Online Data Reconstruction for Supercomputers

funded by: ORNL
funding level: $21,000
duration: 01/01/2007 - 06/30/2007

This work seeks to build online recovery mechanisms for transient supercomputer job data. With our on-demand data reconstruction, staged input files that are unavailable due to I/O node failures in a parallel file system are transparently patched from source copies using the recovery metadata. To this end, this work will leverage and build on previous research on (1) extending parallel file system metadata with recovery hints and (2) offline data recovery.
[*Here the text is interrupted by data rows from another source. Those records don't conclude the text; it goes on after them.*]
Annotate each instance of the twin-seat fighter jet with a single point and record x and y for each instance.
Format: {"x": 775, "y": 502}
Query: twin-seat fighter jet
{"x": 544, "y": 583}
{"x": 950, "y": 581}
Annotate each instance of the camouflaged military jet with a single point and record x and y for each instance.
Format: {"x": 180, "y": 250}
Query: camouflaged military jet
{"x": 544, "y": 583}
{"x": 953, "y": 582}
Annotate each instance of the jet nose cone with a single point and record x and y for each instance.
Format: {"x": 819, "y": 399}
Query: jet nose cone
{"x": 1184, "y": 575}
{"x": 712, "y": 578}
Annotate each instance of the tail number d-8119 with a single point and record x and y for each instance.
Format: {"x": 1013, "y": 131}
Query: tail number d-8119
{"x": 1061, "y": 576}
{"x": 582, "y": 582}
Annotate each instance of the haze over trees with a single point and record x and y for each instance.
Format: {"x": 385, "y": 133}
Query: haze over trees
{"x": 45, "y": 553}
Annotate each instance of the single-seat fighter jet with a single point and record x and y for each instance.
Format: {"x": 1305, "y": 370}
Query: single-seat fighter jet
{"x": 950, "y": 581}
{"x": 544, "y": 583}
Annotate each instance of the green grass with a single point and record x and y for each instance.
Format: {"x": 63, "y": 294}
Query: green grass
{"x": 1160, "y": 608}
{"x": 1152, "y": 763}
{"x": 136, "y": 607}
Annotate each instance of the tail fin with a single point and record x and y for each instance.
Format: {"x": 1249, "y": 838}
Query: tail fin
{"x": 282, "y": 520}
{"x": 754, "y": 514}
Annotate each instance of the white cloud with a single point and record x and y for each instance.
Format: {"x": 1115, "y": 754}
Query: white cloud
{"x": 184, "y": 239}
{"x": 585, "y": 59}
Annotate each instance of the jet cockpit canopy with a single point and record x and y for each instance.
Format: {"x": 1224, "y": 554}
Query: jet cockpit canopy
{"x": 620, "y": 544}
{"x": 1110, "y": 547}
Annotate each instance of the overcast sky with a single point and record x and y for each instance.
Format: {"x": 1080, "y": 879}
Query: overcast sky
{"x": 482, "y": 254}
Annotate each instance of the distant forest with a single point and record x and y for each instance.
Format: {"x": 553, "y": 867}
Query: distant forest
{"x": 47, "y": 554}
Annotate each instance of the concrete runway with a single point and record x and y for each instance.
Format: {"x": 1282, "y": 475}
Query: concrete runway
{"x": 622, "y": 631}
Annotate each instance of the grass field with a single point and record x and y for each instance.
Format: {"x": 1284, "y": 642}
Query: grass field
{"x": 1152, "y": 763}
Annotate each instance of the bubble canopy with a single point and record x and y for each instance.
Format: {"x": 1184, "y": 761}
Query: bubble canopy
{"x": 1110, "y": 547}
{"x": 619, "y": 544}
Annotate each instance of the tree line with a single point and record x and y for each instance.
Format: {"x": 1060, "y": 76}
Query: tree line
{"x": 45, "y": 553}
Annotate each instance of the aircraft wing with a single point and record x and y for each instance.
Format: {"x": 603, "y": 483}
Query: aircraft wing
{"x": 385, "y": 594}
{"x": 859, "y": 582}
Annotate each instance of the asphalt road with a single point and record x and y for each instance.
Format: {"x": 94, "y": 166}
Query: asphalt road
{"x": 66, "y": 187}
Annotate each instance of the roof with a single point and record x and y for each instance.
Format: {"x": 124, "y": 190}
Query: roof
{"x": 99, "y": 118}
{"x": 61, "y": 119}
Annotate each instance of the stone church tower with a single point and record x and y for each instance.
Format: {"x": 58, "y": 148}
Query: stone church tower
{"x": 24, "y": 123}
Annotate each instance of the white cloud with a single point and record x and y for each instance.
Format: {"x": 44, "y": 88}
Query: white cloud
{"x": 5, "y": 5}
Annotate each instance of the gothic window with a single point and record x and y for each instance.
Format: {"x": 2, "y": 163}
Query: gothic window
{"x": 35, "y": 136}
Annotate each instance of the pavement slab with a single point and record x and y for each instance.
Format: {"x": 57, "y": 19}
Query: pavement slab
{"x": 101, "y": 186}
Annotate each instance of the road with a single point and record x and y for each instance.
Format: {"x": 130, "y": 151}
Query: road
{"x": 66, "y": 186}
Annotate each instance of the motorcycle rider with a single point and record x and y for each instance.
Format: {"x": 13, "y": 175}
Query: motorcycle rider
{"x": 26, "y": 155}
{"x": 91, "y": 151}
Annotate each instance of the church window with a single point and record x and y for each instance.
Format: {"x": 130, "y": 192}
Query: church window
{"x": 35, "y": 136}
Our on-demand data reconstruction, which takes advantage of the existence of external data sources as well as the immutable nature of scientific datasets on supercomputers, easily handles both underlying storage device failures and file system server node failures.

Publications:

"Optimizing Center Performance through Coordinated Data Staging, Scheduling and Recovery" by Z. Zhang, C. Wang, S. Vazhkudai, X. Ma, G. Pike, J. Cobb and F. Mueller in Supercomputing, Nov 2007.
"On-the-fly Recovery of Job Input Data in Supercomputers" by C. Wang, Z. Zhang, S. Vazhkudai, X. Ma, and F. Mueller in International Conference on Parallel Processing, Sep 2008, pages 620-627.
"Improving the Availability of Supercomputer Job Input Data Using Temporal Replication" by C. Wang, Z. Zhang, S. Vazhkudai, X. Ma, and F. Mueller in International Supercomputing Conference, Jun 2009, pages 149-157.